House rules (this repo: Neru)
Grounded in docs/CROSS_PLATFORM.md and docs/ARCHITECTURE.md.
- The One Rule. Non-darwin-tagged code must never import
internal/core/infra/platform/darwin. Enforced by depguard; confirm with
just lint.
- Variant matrix is complete. Every symbol used under a build tag has a
definition under that tag. Check the cgo/nocgo split and every
GOOS.
- Unsupported paths are honest. New stubs return
CodeNotSupported with a
message naming the operation and platform, not a silent no-op.
- Right file slot. New platform code lives in the intended slot
(
*_linux_wayland_<compositor>.go, etc.); runtime routing goes through the
LinuxBackend seams, not XDG_CURRENT_DESKTOP sniffing spread across the app.

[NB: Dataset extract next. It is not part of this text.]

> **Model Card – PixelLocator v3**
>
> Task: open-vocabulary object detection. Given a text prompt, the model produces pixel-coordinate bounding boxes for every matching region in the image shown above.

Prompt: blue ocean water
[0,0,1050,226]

- Capability reporting and docs updated in the same change when the support
surface, backend plan, or build story changed.
Commands
Verification, not decoration. Run the ones relevant to the change.
CGO_ENABLED=0 GOOS=linux go build ./...
CGO_ENABLED=0 GOOS=windows go build ./...
CGO_ENABLED=0 GOOS=linux go vet -tags linux ./...
go test -tags linux -run <TestName> -count=1 -v ./internal/<pkg>
just build
just build-linux
just build-windows
just lint
just test
just test-foundation
Note: cgo cross-builds for a non-host OS need that platform's toolchain, so run
them on the target host or in CI. The CGO_ENABLED=0 compile checks run anywhere
and catch the missing-variant class directly.
Confidence score rubric
Compute the 0-5 score from what you actually found and verified, not vibes. The
score is the lowest band any finding forces. Start at 5 and drop:
| Score | Meaning | Trigger |
|---|
| 5 | Production ready | No finding above P2; changed behavior is covered/verified. Merge. |
| 4 | Minor polish | Only P2s, or a single low-confidence P1. Merge after small fixes. |
| 3 | Implementation issues | One or more verified P1s, no P0. Address before merge. |
| 2 | Significant bugs | Multiple verified P1s, or a P1 in a core / irreversible path. Rework. |
| 0-1 | Critical | Any verified P0 (crash, data loss, security, corruption), or the change does not build. |
Modifiers - apply and state them:
- Blast radius. A P1 in an input-injection / daemon-lifecycle / irreversible
path drops the score one band versus the same bug in a test or internal script.
- Verification ceiling. If you could not build or exercise the changed path
(e.g. a cgo Linux backend on a macOS host, cross-compile only), cap the score at
4 and say the ceiling is verification, not a clean bill of health.
- Unknowns. If the diff touches areas you could not fully trace, say so and do
not award 5.
Always state the one or two things that cap the score, so the number is auditable.
Output format
Mirror a Greptile review. Lead with the score, then findings, high signal first.
- Confidence score, 0-5 (per the rubric) with the one or two things that cap it.
- Findings, each as:
- Severity: P0 (critical: crash, data loss, security), P1 (bug / wrong
behavior / edge case), P2 (quality / maintainability).
- Type: logic, syntax, or style.
- Location:
path:line.
- What breaks and when it triggers - one tight paragraph. Name the exact
condition that makes it fire.
- Suggested fix - concise, concrete.
- Verified by - the build, test, or trace that confirms it. If you could not
verify, say so and mark it low-confidence.
- Note any suspected issue that turned out to be a deliberate/handled design, so
it is not re-raised next round.
- Suppress nitpicks unless asked for them. If you found nothing real, say the
change looks clean and give the score; do not manufacture findings.